NICE, the National Institute for Health and Care Excellence, the centrepiece for NHS best practice, recommends that statin treatment should be offered if an individual has a 10% or greater 10-year risk of developing cardiovascular disease or if an individual has been diagnosed with a cardiovascular disease. This estimation is done using the QRISK2 assessment tool and the % figure was reduced by NICE from 20% to 10% last year. This approach however is not applicable in cases where Familial Hypercholesterolemia may be suspected, such as in cases where the total cholesterol is above 7.5 mmol/l.

In the two examples given above both patients had a less than 10%, 10-year risk of developing cardiovascular disease. So are we missing something? Of course one may say that we cannot help everyone and that some patients may be missed by this approach. But, is there anything else out there?

The Coronary Artery Calcium Score

The amount of calcium present in the coronary arteries is converted to a calcium score and this correlates to the severity of the fatty deposits inside the arteries.
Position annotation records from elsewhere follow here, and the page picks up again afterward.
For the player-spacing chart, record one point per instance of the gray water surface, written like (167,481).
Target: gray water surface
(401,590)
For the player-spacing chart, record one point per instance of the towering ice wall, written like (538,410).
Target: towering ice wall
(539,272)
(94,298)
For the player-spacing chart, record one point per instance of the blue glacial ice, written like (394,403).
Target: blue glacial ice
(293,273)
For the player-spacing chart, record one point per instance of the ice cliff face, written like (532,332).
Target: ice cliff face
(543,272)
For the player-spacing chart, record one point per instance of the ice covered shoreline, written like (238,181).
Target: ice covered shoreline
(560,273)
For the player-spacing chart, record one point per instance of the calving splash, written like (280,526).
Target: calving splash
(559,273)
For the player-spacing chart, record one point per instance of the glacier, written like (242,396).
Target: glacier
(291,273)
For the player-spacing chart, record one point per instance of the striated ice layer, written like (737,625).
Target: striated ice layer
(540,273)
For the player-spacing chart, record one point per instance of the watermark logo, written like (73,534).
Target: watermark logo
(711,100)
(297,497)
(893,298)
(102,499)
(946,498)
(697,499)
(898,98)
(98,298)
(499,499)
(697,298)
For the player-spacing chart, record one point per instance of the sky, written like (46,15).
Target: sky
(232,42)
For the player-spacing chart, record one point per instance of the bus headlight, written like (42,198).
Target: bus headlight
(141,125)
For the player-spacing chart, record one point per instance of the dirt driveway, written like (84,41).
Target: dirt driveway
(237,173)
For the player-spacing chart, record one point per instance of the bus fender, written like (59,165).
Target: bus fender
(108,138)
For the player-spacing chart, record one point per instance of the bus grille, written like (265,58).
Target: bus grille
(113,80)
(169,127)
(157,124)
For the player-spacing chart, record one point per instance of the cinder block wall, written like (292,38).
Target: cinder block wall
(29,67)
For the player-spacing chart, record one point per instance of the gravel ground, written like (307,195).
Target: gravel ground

The Coronary Artery Calcium Score is measured via a CT scan of the heart. It is a non- invasive procedure and it takes 10 minutes to complete. The scan will be analysed by a specialist radiologist and the extent of existing cardiovascular disease will be graded according to the score. There may be a ‘zero’ score- ie with no evidence of cardiovascular disease, or the score may be higher and suggest different probabilities for the presence of cardiovascular disease, ie fatty deposits within the arteries.

Although the scan can be carried out in the absence of symptoms suggestive of chest pain, the current NICE Guidelines suggest the scan should be carried out only in some of the patients presenting with chest pain.

Best Practice- Our Approach at ROC Private Clinic

Although the Coronary Calcium Score has been advocated as the tool for screening asymptomatic patients for cardiovascular disease, it has not been adopted widely as yet. More importantly, patients are not informed about what it is available on the market in order to further assess their individual cardiovascular risk.

Given that some patients with elevated risk scores on some of the classic cardiovascular risk calculators, never develop heart disease or indeed have no fatty deposits on their artery walls and given that some patients with low risk scores may end up having an heart attack, it demonstrates only one thing: We, as doctors, don’t know it all.

Therefore, each patient should be approached as individual, and all available tools at our disposal be explained and presented to the patient with all their pros and cons. The patient will then be able to make an informed decision as to what they wish the next step to be and will be able to make their own mind up as to whether having a test such as an Coronary Calcium Score CT Scan is a cost-effective screening tool for them.

Sometimes having an in depth assessment at the outset may eliminate a life time of statin treatment, the side effects and expense associated with them. We do not believe in taking medications unless one has to and we have a duty to inform our patients of the latest developments in medicine.